What is Responsive Web Design?

For all that’s changed, it’s amazing how much has stayed the same. The basic principles of responsive web design that Ethan wrote in his article are just as relevant as ever.

As I mentioned in the introduction, responsive web design solves the problem of making the same code work across multiple screen resolutions. Many modern websites are responsive, and in fact, the Treehouse Blog is one of them. If you resize your browser window, you’ll see the screen elements resize themselves like so:

Screenshot of this blog at a mobile size, tablet size, and desktop size. In each instance, the page elements have visually rearranged themselves to be optimal for the display.

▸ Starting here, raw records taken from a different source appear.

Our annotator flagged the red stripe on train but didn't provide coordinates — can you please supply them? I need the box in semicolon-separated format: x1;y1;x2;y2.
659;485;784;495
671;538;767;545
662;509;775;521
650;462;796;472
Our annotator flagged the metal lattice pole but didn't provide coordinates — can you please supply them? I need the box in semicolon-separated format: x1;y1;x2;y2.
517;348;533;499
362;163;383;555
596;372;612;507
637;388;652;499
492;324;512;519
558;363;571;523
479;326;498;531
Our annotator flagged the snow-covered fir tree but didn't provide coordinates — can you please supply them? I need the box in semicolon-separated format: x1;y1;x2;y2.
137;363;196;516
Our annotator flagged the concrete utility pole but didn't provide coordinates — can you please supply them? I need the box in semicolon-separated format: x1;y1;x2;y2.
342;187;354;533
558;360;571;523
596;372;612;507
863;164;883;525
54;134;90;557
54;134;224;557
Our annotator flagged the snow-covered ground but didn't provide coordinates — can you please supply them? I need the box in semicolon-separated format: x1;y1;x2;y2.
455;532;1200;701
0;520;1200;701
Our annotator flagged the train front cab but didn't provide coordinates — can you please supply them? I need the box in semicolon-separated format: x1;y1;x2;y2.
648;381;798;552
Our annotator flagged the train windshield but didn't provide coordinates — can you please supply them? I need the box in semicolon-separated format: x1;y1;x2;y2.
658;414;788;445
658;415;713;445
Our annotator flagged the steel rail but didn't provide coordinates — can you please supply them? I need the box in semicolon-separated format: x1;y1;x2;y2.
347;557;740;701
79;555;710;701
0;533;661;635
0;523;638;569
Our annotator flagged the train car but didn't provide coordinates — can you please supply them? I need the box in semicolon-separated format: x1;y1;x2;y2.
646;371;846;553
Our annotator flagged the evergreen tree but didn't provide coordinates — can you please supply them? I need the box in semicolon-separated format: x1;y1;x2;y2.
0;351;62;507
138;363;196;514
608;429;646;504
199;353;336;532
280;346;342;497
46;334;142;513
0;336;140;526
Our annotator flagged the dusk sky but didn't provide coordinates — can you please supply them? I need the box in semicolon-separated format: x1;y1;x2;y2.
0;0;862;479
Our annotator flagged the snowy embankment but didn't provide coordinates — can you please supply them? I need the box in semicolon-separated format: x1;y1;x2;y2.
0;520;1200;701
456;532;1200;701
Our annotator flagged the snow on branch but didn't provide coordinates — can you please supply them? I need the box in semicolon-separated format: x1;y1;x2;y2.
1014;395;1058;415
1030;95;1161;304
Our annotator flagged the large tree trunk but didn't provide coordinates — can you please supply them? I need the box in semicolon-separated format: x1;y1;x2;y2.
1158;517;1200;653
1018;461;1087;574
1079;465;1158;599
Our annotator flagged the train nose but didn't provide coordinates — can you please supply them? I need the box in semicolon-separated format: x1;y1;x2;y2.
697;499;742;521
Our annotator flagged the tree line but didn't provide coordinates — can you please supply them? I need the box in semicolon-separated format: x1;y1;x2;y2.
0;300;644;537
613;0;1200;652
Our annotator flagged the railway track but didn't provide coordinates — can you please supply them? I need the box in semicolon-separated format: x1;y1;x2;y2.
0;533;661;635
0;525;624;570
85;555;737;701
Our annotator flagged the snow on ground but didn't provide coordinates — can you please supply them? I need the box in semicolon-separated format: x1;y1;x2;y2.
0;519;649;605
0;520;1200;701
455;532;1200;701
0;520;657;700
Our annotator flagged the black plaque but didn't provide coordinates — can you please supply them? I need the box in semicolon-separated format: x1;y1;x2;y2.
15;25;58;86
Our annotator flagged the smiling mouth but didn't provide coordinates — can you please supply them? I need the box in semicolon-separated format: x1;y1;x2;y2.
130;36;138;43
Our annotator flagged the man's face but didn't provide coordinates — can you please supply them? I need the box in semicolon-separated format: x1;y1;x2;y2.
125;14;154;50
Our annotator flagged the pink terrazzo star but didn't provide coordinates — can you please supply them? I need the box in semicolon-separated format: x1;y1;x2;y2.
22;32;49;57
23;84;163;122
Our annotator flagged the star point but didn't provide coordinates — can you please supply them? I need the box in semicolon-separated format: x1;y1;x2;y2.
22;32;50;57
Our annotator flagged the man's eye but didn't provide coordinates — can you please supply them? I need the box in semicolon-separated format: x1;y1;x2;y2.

There’s a myriad of web capable devices already available, and there are new form factors every day, so it’s impossible to target each individual screen. Instead, it’s better to let the website respond to its environment and adapt fluidly. One of my favorite quotes from Bruce Lee sums up this way of thinking.

“Empty your mind, be formless, shapeless — like water. Now you put water in a cup, it becomes the cup; You put water into a bottle it becomes the bottle; You put it in a teapot it becomes the teapot. Now water can flow or it can crash. Be water, my friend.”

– Bruce Lee

Practically speaking, this involves three main principles that come together to form the whole that is responsive design. They are:

  • Fluid Grids
  • Fluid Images
  • Media Queries

Let’s take a look at each one in more detail.

Fluid Grids

Traditionally, websites have been defined in terms of pixels. This is an idea that was carried over from the print industry, where a magazine or a newspaper was always going to be the same fixed size. For better or worse, this is not how websites are displayed. Rather, a website might appear in a large format like on a television, or on a very small screen like a smartphone (or even a smartwatch). For this reason, responsive websites are built with relative units like percentages, rather than fixed units like pixels.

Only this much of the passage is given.